A prospective, randomized, controlled multicenter trial comparing stapled hemorrhoidopexy and Ferguson hemorrhoidectomy: perioperative and one-year results

A J Senagore, M Singer, H Abcarian, J Fleshman, M Corman, S Wexner, S Nivatvongs
Diseases of the Colon and Rectum 2004, 47 (11): 1824-36

PURPOSE: There is a growing body of evidence supporting the lesser degrees of pain with stapled hemorrhoidopexy, also called the procedure for prolapse and hemorrhoids. However, there have been few randomized comparisons assessing both perioperative and long-term outcomes of the procedure for prolapse and hemorrhoids and Ferguson hemorrhoidectomy. Results are presented here from the first prospective, randomized, multicenter trial comparing these hemorrhoid procedures in the United States.

METHODS: Patients with prolapsing hemorrhoids (Grade III) were randomized to undergo the procedure for prolapse and hemorrhoids or Ferguson hemorrhoidectomy by colorectal surgeons who had training in using the stapling technique. Primary end points were acute postoperative pain, and hemorrhoid symptom recurrence requiring additional treatment at one-year follow-up from surgery.

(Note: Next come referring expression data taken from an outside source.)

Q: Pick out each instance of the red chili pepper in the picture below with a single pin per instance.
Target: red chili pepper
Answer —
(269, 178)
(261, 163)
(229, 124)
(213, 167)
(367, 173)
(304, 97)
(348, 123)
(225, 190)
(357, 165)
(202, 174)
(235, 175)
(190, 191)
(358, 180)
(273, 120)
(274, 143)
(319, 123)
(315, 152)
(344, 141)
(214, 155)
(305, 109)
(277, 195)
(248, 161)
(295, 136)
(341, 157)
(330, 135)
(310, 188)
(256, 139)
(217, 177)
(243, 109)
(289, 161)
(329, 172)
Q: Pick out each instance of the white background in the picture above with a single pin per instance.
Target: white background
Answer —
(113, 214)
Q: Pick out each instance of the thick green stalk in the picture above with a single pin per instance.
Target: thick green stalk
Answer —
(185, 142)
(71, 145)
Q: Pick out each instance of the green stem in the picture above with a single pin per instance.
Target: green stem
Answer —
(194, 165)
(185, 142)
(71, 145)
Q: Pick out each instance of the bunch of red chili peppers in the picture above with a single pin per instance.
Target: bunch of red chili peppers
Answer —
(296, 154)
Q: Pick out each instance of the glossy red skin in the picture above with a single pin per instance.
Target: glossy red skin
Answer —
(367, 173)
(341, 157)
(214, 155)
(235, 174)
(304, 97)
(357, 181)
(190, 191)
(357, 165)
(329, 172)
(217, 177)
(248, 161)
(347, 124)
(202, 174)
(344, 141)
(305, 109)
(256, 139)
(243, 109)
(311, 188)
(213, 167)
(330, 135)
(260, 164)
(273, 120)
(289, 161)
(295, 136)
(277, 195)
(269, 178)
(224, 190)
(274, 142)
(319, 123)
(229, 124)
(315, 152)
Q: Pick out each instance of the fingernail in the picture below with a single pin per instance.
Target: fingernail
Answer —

RESULTS: A total of 156 patients (procedure for prolapse and hemorrhoids, 77; Ferguson, 79) completed randomization and the surgical procedure, 18 (procedure for prolapse and hemorrhoids, 12; Ferguson, 6) had significant protocol violations. One hundred seventeen patients (procedure for prolapse and hemorrhoids, 59; Ferguson, 58) returned for one-year follow-up. Demographic parameters, hemorrhoid symptoms, preoperative pain scores, and bowel habits were similar between groups. There were a similar number of patients with adverse events in each group (procedure for prolapse and hemorrhoids, 28 (36.4 percent) vs. Ferguson, 38 (48.1 percent); P = 0.138). Reoperation for an adverse effect was required in six (7.6 percent) Ferguson patients and in 0 patients having the procedure for prolapse and hemorrhoids (P = 0.028). Postoperative pain during the first 14 days, pain at first bowel movement, and need for postoperative analgesics were significantly less in the procedure for prolapse and hemorrhoids group. Control of hemorrhoid symptoms was similar between groups; however, significantly fewer patients having the procedure for prolapse and hemorrhoids required additional anorectal procedures during one-year follow-up (procedure for prolapse and hemorrhoids, 2 (2.6 percent), vs. Ferguson, 11 (13.9 percent); P = 0.01). Only four of the Ferguson patients (5 interventions) required additional procedures more than 30 days after surgery.

CONCLUSIONS: These data demonstrate that stapled hemorrhoidopexy offers the benefits of less postoperative pain, less requirement for analgesics, and less pain at first bowel movement, while providing similar control of symptoms and need for additional hemorrhoid treatment at one-year follow-up from surgery.